Did Misty Copsey Run Away Or Run Into Foul Play? -- Police Think Spanaway Teen, Missing Since '92, May Be Dead

PUYALLUP - It's been 3 1/2 years since Misty Copsey disappeared from the Puyallup Fair.

Her father thinks she ran away and still hopes for a telephone call. Her mother thinks Misty is dead.

Misty was 14 when she vanished. Her mother had dropped her off at the fair with a friend on Sept. 17, 1992. She was supposed to catch the 8:40 p.m. Pierce Transit bus back to Spanaway. She called home about 8 p.m. and told her mother she might get a ride home with a friend. But a bus driver said Misty approached him about 9:20 p.m. and asked what time the last bus to Spanaway left.
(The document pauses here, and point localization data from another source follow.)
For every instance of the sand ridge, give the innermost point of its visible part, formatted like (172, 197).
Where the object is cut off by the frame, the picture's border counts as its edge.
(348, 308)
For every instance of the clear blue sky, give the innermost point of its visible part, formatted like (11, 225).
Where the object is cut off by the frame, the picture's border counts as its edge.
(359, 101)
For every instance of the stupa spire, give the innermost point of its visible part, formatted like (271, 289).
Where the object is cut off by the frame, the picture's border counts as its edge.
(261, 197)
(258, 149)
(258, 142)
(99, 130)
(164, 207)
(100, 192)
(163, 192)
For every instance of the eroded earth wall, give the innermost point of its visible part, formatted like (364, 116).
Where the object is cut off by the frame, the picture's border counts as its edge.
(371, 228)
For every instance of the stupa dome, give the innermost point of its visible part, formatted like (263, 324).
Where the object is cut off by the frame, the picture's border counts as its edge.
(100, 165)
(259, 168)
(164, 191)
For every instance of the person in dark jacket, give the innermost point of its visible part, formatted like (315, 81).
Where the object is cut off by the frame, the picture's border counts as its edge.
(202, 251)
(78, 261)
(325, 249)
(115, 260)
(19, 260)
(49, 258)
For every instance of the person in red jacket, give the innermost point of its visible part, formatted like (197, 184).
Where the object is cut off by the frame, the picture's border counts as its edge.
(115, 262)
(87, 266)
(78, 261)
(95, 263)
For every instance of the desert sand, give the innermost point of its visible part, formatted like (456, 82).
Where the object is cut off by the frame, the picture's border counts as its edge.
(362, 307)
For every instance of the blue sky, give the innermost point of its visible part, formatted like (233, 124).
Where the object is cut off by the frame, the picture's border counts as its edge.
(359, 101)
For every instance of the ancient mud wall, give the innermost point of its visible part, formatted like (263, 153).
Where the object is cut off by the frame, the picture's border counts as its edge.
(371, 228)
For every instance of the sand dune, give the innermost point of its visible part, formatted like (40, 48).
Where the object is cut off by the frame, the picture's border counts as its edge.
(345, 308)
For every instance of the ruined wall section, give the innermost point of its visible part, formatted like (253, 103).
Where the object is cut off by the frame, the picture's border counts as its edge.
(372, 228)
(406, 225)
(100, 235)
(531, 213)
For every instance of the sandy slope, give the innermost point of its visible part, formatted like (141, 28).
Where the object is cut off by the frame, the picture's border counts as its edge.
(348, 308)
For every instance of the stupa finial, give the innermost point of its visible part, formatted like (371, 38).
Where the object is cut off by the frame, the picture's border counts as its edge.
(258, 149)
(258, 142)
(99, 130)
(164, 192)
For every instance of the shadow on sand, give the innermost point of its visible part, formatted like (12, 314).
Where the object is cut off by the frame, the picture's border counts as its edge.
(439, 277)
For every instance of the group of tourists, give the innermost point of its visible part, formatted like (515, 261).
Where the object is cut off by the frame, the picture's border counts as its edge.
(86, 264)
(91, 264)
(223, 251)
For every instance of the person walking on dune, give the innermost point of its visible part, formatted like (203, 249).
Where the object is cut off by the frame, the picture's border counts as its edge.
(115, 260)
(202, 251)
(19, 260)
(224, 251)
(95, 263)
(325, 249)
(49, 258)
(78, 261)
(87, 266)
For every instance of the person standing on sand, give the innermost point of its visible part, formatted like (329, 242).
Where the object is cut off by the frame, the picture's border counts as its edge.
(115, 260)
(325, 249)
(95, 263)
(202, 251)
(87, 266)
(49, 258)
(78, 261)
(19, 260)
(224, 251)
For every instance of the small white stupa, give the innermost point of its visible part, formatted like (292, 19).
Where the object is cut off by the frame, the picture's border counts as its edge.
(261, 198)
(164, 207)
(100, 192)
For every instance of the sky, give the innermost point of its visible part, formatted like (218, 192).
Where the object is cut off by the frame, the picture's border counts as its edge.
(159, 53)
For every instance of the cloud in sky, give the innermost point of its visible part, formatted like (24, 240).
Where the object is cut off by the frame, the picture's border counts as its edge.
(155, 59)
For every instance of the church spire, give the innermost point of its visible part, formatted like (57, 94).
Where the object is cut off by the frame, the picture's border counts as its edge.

Then she walked off.

No one has reported seeing her since.

In 1993, searchers found a pair of pants, underwear and a sock thought to belong to Misty in an area where two girls' bodies had been found earlier.

"My professional instincts lead me to believe that she's more than likely deceased," said King County homicide detective Jim Doyon.
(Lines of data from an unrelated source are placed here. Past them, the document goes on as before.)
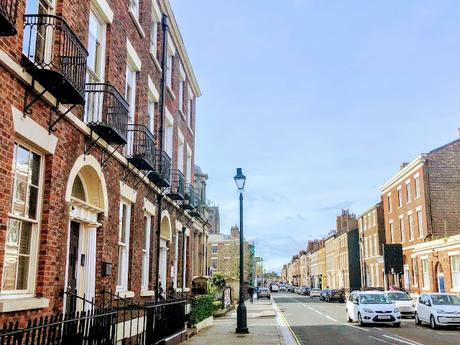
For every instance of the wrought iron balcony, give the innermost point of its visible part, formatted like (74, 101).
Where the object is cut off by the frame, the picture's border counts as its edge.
(107, 113)
(161, 175)
(177, 189)
(8, 15)
(55, 57)
(191, 197)
(142, 154)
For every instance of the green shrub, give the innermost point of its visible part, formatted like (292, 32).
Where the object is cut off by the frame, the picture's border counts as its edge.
(202, 308)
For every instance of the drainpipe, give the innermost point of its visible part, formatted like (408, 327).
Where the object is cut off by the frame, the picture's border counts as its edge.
(165, 27)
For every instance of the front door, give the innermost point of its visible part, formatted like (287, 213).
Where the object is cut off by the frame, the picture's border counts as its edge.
(72, 269)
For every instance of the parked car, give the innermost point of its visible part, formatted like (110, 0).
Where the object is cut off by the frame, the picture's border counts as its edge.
(335, 295)
(263, 293)
(370, 307)
(438, 309)
(403, 301)
(315, 292)
(322, 295)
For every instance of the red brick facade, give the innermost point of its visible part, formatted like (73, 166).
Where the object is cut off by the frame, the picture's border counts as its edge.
(73, 136)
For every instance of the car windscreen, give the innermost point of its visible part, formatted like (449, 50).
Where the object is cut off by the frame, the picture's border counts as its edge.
(374, 299)
(399, 296)
(445, 300)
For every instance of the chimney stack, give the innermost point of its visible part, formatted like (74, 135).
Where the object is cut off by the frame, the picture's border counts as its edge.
(235, 231)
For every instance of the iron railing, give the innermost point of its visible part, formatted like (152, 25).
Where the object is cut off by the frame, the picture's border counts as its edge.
(113, 321)
(8, 15)
(142, 154)
(107, 112)
(161, 176)
(55, 57)
(177, 189)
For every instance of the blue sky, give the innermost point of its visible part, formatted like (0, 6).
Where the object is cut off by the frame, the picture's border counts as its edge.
(319, 102)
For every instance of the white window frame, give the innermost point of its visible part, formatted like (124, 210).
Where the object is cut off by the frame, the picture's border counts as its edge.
(124, 268)
(426, 273)
(420, 223)
(35, 232)
(455, 271)
(146, 252)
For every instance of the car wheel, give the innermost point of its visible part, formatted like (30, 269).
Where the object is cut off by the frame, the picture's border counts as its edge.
(433, 322)
(348, 317)
(418, 322)
(360, 320)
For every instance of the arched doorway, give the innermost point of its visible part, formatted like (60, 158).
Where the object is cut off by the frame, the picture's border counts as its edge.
(440, 287)
(87, 197)
(165, 238)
"There are some people out there who believe she just took off and is living somewhere, somehow, without contact with any law-enforcement agency.

"But reality tells me that given the circumstances, the timing and location of her disappearance, there's a high probability she is the victim of foul play." It's difficult for an adult to disappear and stay hidden for long without any contact with police, and it's even more difficult for a teenager, he said.
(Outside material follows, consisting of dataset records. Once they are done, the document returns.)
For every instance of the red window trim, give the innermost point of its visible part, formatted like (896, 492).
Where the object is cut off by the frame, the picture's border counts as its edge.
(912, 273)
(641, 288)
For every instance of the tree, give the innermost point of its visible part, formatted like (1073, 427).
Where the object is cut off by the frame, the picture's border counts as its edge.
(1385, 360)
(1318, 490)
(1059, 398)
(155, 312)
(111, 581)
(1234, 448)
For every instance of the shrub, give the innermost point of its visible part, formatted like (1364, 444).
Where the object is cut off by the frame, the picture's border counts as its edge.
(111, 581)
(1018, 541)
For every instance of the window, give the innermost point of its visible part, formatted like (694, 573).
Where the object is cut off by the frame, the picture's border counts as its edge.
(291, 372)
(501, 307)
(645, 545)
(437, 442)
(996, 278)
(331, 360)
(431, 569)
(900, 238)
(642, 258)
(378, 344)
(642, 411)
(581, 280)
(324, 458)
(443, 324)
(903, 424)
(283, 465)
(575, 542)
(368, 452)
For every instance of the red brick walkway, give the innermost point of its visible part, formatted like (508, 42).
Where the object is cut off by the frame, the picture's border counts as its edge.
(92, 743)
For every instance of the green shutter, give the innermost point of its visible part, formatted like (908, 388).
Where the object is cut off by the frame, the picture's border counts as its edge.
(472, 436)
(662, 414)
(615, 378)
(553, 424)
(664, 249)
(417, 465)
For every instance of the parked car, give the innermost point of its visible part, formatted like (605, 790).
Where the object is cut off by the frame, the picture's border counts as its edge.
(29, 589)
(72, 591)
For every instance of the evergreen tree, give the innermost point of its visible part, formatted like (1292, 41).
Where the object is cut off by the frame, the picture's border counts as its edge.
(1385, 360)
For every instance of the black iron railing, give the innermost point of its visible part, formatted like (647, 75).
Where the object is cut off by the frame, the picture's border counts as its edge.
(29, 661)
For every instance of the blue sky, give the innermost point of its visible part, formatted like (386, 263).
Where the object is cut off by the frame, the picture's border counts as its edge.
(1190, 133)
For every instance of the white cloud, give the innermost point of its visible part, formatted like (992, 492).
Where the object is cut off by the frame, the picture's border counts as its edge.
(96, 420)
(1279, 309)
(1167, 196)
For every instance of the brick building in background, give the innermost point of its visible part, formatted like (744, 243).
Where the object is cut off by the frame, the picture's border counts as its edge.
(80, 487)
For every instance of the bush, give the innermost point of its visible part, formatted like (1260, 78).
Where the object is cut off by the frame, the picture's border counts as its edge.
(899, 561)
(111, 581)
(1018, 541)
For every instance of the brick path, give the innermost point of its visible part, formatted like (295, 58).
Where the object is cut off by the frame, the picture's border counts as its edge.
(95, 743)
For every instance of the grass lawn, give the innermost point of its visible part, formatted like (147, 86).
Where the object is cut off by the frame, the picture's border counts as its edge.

"There are people out there who are getting away with murder," he said. "The Misty Copsey case is one of them."

Doyon's theory is that Misty was killed by the same person who killed Anna Chebetnoy and Kimberly DeLange, two teenagers last seen in Puyallup.

The girls' bodies were found along Highway 410, near the spot where Misty's clothing was found.

Doyon also notes that two years and one month separate each disappearance: Kimberly was last seen in July 1988; Anna in August 1990; and Misty in September 1992.

"I think the link is too obvious to ignore," Doyon said. "I'd have to see a very close possibility of a connection there."

Misty's father, Buck Copsey, hopes his daughter ran away and will call home now that she's turned 18. Her birthday was yesterday.

"I'm hoping that she's going to call me," Copsey said. "When she turns 18, she's no longer a child. Nobody can force her to do anything she doesn't want to do."

Copsey's former wife, Diana, thinks otherwise. "I know she's not alive," Diana Copsey said. "I knew the night she disappeared. She had no reason to run away."

The Puyallup Police plan to retrace their investigation of her disappearance, which so far has been classified as a missing-person case.